When an accident occurs involving drunk driving, many people do not know that the party that served the alcohol to the intoxicated person may be held liable for their negligence in serving the intoxicated party. However, there are exceptions. These exceptions typically occur when the chain of events does not show a direct link of causation between the consumption of alcohol and subsequent accident or injury. If there are intervening causes or an event occurs that breaks the chain of causation, the party who furnished the alcohol to the intoxicated party who caused the accident may not be liable.
In a recent court opinion, questions concerning the scope of a liquor licensee’s liability for injuries its patron caused after a night of drinking came under consideration.
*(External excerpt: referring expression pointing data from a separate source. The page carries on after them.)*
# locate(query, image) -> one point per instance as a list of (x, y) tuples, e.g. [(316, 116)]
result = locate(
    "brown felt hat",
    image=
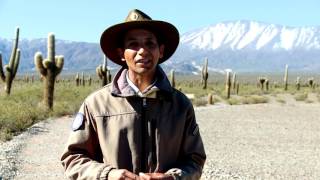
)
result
[(112, 37)]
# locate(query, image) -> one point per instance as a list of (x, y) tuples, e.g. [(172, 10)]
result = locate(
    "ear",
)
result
[(161, 50), (121, 54)]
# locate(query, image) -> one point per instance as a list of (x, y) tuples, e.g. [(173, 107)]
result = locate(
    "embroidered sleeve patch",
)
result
[(77, 122)]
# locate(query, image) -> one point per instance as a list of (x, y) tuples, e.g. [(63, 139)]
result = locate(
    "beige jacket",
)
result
[(115, 128)]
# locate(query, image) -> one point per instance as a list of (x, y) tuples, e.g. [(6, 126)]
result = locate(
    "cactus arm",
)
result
[(14, 50), (16, 64), (39, 65), (51, 48), (99, 71), (2, 76), (59, 64), (104, 68)]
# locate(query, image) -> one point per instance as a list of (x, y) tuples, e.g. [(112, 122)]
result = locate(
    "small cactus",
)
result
[(204, 74), (49, 69), (12, 67), (172, 79)]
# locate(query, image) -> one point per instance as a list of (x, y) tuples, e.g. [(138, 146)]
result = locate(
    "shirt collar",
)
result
[(145, 92)]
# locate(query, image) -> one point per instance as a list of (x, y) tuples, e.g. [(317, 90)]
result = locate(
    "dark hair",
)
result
[(120, 41)]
The day before the accident occurred, a man had worked a twelve-hour shift at his warehouse job. After finishing his shift, he headed to a family wedding reception, where he had some beer. After, he went out with a group of friends to a club owned by the defendant. On the way to the club, the man stopped at a convenience store and purchased a twenty-four-ounce container of beer, which he consumed while driving to the club. After several drinks at the club, the man and his group headed home for the night at around 2am and fell asleep.
At around 5am, the man got up to drive some friends home when he crashed his pickup truck into a car stopped at a red light, killing both of the car’s occupants. He was arrested at the scene and convicted of two counts of manslaughter and sentenced to 14 years in prison. The family members of those killed in the DUI accident filed a lawsuit, asserting dram shop liability against the club.